A brief summary of the data utilized in this study is provided in Table 1. The input and output variables selected for developing the forecasting models were based on comprehensive literature review, county surveys, as well as existing information (Gkritza et al. 2011). The goal is to forecast the gravel road maintenance-related costs and PCI in each region r (with r ranging from 1 to 24) in year t, given the traffic volumes, renewable energy plant capacity, years of plant operation, and environmental and agricultural factors in the previous years.
There are certain limitations to the collected data which need to be acknowledged upfront. The PCI data was collected for both primary and secondary road systems. Northern counties in Iowa, however, had not collected PCI data for their secondary road system since 2004 (Gkritza et al. 2011). As a result, PCI for the primary road system alone was utilized in this study. Further, owing to these data limitations, maintenance costs reported in the annual county expense reports were used as an indirect indicator of pavement condition and deterioration over time. It should be noted that the maintenance-related costs are based on available funds rather than actual needs. As such, the magnitude of impacts could be higher than that reflected in the maintenance costs.
4. Neural network forecasting models
As seen in Table 1, the panel data set consists of 24 inputs (traffic volumes, renewable fuel production and energy plant related information, agricultural factors, and environmental factors) and two outputs (PCI and granular and blading costs).
In panel data regression modeling, the effect of specific regional and time characteristics are taken into account by means of regional dummies and time dummies, respectively. In developing the NN forecasting models, a slightly modified approach was used in accounting for these effects as suggested by Longhi et al. (2005). The regional effects were modeled using a discrete variable ("County") computed as (1/R)*r, where r ranges from 1 to 24, and R = 24 (counties).
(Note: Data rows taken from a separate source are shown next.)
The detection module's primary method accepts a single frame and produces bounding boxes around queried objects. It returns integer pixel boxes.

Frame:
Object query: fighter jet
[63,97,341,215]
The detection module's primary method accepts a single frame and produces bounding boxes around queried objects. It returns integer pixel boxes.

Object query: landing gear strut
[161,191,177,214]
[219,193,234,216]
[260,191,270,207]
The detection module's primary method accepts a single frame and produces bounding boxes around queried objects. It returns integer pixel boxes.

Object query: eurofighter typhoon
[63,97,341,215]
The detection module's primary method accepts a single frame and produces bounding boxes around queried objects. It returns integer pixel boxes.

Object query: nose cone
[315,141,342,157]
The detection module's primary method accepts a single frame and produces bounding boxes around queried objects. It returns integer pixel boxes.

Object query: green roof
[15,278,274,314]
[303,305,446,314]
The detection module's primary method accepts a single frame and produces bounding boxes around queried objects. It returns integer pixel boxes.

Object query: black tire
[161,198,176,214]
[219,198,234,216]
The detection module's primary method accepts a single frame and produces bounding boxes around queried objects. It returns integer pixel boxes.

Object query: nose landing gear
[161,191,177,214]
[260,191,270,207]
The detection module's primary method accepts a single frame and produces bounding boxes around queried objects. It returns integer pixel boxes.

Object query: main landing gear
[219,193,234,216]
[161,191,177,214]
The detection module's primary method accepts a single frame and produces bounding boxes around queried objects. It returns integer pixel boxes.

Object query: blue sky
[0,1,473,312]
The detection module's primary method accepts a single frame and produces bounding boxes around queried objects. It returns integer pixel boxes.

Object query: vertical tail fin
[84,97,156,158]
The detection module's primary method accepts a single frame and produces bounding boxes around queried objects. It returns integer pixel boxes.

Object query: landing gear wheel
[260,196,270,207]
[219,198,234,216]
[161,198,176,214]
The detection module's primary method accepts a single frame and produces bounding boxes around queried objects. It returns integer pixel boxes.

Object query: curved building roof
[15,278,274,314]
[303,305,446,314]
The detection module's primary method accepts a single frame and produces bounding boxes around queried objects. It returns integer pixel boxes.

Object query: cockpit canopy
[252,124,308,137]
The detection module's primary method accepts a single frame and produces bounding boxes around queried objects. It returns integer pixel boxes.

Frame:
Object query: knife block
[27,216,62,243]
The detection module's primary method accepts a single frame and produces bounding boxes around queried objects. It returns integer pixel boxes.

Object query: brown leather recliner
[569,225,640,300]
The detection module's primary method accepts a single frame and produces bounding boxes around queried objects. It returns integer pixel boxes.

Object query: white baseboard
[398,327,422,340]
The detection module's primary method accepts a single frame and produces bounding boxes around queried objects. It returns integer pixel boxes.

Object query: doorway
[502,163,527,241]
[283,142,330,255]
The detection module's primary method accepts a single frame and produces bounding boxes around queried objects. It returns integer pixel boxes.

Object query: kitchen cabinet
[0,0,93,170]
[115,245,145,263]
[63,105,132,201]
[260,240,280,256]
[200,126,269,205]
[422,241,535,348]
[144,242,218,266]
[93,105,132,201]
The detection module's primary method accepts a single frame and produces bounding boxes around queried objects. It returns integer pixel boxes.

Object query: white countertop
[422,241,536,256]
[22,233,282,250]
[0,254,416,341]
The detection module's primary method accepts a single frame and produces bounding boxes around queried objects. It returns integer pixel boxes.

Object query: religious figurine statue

Similarly, the effect of time-specific characteristics was modeled using a discrete variable ("Year") computed in the same way with r ranging from 1 to 9 and R = 9 (years). The data for the last year (2008) was completely set aside for testing the NN model's forecasting performance. This method of accounting for regional effects and time effects eliminates a number of additional explanatory variables required in the NN modeling equal to the number of counties and the number of years, which will adversely affect the forecasting performance. Note that both variables, County and Year, were included as two additional inputs in NN modeling, thus increasing the total number of inputs to 26.
The NN model development, parameter tuning, and performance evaluation were carried out in STATISTICA[R] and MATLAB[R] software environment. The available data from years 1999 to 2007 for all 24 counties were used in training the NNs and identifying the optimum network architectures. The best-performance NNs were then tested on year 2008 data to obtain ex-post forecasts which were used in evaluating the NN forecasting model's generalization properties. As mentioned previously, individual forecasting models were developed for PCI and gravel road maintenance costs as shown in Table 1. All input and output variables were scaled using linear transformations in the range of 0 to 1 to prevent network saturation effect.
The choice of learning algorithm, number of hidden layers and hidden neurons, and other network parameters need to be carefully selected through a sensitivity analysis to achieve best-performance settings. If the NN architecture consists of too many hidden layers and/or hidden neurons, it will most likely result in "memorization" of input-output patterns resulting in poor generalization performance. On the other hand, if the network is too simple, it may not learn the mapping at all, once again leading to poor forecasting performance. A single hidden layer was used in this study. The optimum number of hidden neurons was chosen by varying the number of hidden neurons in the range of 6 to 20 and comparing its effect on the performance for a large number of network architectures. The Broyden-Fletcher-Goldfarb-Shanno (BFGS) or Quasi-Newton second-order training algorithm was chosen owing to its very fast convergence properties. The sigmoid transfer function (Eq. (3)) was used as the non-linear activation function in the hidden layer of the network.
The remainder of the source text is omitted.